Power supply (or power supply unit, PSU) is the device that transfers electric power from a source to a load using electronic circuits.
A typical application of power supplies is to convert utility’s AC input power into regulated DC voltage(s) required for electronic equipment. Depending on the mode of operation of power semiconductors PSU can be linear or switching (SMPS).
What is SMPS? SMPS stands for switch mode power supply. In such a device power handling electronic components are continuously switching on and off with high frequency in order to provide the transfer of electric power via energy storage components (inductors and capacitors). By varying duty cycle, frequency or a relative phase of these transitions average value of output voltage or current is controlled . The frequency range of an SMPS is from 20 kHz to several MHz.

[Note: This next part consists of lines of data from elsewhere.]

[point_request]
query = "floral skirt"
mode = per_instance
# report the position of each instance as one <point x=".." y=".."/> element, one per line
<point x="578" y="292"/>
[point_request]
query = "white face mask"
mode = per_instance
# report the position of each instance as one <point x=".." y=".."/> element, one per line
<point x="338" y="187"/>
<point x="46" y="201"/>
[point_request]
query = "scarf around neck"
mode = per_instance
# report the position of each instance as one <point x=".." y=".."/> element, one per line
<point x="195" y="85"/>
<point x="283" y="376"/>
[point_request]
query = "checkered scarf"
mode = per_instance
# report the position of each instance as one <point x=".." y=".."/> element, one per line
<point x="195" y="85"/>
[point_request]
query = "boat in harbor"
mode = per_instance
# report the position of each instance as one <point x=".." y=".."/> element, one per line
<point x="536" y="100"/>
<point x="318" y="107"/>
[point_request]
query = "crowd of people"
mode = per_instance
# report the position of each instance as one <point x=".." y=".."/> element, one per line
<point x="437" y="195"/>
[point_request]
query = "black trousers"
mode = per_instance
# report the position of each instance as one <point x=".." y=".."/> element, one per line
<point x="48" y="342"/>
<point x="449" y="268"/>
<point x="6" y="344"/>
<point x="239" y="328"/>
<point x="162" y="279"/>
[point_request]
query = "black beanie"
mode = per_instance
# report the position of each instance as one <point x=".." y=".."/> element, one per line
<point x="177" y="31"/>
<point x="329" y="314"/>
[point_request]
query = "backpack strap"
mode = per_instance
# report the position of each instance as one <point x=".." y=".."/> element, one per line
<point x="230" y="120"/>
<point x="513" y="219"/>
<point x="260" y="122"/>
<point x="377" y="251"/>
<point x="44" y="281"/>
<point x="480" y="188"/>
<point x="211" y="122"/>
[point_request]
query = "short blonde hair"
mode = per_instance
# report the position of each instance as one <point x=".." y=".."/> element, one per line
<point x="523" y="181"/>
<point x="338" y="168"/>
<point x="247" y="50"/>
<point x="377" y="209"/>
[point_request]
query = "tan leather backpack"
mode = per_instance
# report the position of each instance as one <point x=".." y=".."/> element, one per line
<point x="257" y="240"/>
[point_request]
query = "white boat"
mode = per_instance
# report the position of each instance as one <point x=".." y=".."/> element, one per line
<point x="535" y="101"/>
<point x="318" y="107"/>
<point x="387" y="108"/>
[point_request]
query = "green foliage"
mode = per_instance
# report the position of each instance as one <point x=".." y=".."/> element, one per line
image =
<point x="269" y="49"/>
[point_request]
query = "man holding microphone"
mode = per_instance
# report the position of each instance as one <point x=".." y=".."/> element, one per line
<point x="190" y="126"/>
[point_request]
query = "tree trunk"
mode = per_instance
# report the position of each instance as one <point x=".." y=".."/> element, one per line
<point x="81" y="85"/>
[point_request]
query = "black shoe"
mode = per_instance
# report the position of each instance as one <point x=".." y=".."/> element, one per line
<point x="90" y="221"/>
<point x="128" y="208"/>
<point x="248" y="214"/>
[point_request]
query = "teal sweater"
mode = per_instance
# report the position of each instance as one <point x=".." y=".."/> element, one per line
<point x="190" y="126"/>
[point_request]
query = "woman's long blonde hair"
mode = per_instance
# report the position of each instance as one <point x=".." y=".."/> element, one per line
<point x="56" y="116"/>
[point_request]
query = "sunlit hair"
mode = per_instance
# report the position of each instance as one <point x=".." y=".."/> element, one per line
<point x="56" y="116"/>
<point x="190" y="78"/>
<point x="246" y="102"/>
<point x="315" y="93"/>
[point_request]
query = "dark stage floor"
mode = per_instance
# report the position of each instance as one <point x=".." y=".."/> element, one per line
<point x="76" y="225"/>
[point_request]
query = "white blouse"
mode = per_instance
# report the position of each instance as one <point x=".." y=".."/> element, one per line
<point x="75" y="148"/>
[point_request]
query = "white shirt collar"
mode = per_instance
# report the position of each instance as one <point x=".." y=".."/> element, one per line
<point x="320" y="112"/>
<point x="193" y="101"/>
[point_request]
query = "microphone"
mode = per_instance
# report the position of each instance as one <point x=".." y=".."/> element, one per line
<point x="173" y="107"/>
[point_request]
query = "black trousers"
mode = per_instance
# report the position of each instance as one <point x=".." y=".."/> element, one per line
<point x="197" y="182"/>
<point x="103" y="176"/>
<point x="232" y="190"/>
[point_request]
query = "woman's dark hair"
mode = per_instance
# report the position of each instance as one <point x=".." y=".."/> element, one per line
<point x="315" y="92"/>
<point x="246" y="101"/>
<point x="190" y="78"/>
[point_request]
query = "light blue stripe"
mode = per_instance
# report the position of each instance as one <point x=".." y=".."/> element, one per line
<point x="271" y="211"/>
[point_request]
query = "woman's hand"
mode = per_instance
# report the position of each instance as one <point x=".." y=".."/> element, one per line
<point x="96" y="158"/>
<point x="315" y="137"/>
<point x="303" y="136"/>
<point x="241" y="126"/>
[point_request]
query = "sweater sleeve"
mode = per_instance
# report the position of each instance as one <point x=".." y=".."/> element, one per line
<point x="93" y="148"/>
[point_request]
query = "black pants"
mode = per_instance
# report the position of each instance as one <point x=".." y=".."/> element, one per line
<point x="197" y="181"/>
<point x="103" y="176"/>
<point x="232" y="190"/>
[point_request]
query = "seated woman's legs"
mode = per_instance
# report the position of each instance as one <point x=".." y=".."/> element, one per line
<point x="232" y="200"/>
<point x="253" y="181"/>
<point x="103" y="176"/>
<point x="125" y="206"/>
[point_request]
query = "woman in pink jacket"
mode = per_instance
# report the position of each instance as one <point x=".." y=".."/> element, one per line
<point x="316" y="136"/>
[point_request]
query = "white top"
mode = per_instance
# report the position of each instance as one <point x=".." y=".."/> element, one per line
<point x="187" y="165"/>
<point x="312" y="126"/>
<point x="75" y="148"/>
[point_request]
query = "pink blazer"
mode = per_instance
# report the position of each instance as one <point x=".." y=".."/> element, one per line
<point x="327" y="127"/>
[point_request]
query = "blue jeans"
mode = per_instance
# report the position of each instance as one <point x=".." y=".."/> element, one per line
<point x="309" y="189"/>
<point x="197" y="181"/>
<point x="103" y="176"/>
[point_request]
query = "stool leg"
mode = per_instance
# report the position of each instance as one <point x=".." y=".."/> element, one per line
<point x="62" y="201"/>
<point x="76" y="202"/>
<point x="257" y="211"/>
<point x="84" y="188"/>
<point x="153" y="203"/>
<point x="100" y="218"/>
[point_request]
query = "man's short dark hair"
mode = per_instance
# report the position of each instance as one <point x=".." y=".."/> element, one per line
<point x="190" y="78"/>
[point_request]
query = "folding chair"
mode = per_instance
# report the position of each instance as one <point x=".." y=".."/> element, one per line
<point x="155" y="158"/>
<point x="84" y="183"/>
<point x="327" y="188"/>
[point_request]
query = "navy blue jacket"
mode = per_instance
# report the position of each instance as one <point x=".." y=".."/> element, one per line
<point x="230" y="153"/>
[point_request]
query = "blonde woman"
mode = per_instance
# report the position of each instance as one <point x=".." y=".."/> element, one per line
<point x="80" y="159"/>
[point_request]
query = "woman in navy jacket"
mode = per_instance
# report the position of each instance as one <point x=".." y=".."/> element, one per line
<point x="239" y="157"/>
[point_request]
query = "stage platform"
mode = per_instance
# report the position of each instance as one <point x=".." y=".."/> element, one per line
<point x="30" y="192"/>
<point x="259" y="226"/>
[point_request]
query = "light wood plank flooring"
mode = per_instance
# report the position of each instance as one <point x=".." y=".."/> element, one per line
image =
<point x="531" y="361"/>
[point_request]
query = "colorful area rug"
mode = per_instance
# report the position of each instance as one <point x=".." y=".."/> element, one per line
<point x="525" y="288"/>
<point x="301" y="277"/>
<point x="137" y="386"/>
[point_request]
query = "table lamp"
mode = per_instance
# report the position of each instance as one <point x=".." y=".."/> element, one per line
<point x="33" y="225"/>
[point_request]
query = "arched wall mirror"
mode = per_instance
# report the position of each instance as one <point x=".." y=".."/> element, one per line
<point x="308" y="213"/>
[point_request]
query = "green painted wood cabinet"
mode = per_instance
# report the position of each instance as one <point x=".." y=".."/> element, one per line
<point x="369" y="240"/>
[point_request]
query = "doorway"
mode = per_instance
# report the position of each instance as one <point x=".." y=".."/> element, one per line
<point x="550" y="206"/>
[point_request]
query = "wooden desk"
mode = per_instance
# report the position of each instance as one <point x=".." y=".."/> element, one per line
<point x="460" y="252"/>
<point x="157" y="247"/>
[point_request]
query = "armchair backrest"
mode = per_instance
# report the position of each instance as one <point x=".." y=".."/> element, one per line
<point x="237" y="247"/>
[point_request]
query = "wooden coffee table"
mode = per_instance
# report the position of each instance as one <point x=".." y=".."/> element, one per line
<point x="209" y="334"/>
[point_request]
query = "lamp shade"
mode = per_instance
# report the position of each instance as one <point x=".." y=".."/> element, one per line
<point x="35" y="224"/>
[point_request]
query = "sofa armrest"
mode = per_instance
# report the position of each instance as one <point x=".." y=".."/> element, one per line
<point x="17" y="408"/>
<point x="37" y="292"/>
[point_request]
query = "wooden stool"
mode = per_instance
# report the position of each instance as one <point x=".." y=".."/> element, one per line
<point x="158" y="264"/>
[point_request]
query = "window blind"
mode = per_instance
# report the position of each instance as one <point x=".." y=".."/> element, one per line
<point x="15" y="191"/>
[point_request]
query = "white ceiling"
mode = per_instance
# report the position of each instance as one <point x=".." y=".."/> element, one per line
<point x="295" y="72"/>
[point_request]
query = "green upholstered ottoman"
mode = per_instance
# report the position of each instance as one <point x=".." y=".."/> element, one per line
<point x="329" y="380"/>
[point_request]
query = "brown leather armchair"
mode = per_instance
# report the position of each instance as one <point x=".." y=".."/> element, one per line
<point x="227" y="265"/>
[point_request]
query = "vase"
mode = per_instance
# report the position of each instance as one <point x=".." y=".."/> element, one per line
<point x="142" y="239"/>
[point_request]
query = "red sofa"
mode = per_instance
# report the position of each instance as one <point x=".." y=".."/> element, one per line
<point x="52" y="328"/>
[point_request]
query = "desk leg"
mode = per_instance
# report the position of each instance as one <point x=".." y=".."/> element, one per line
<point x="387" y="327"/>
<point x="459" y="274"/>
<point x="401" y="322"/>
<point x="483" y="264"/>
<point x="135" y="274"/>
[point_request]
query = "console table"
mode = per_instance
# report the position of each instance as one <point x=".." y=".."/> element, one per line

Below is the block diagram of a typical off-line switching power supply.
The AC input voltage first passes through fuses and a line filter and is rectified by a full-wave bridge rectifier. The rectified input voltage is next applied to PFC (power factor correction) pre-regulator followed by output DC-DC converter(s).
F1 and F2 shown on the left of the diagram are input fuses. Fuse is a safety device designed to physically open the circuit when the current being drawn through it exceeds its rating for a certain period of time. The fusing time depends on the degree of overload. Due to this time delay fuses will not always protect power supply circuit from a catastrophic failure caused by abnormal conditions. Their main purpose is to protect input line from overheating, prevent tripping of circuit breaker and prevent fire inside the PSU that may be triggered by failed components.
Lowpass EMI filter reduces high frequency currents getting from PSU into the AC line to an acceptable level.
It is necessary to prevent the PSU from causing interference on the mains wiring. There is a number of standards (such as EN55022 for Information technology equipment) that govern the maximum level of EMI caused by PSU.
The filter is followed by the bridge rectifier- the circuit that converts bipolar AC voltage to unipolar pulsating voltage. It uses four diodes in a bridge arrangement to provide the same polarity of output voltage for both polarities of input voltage.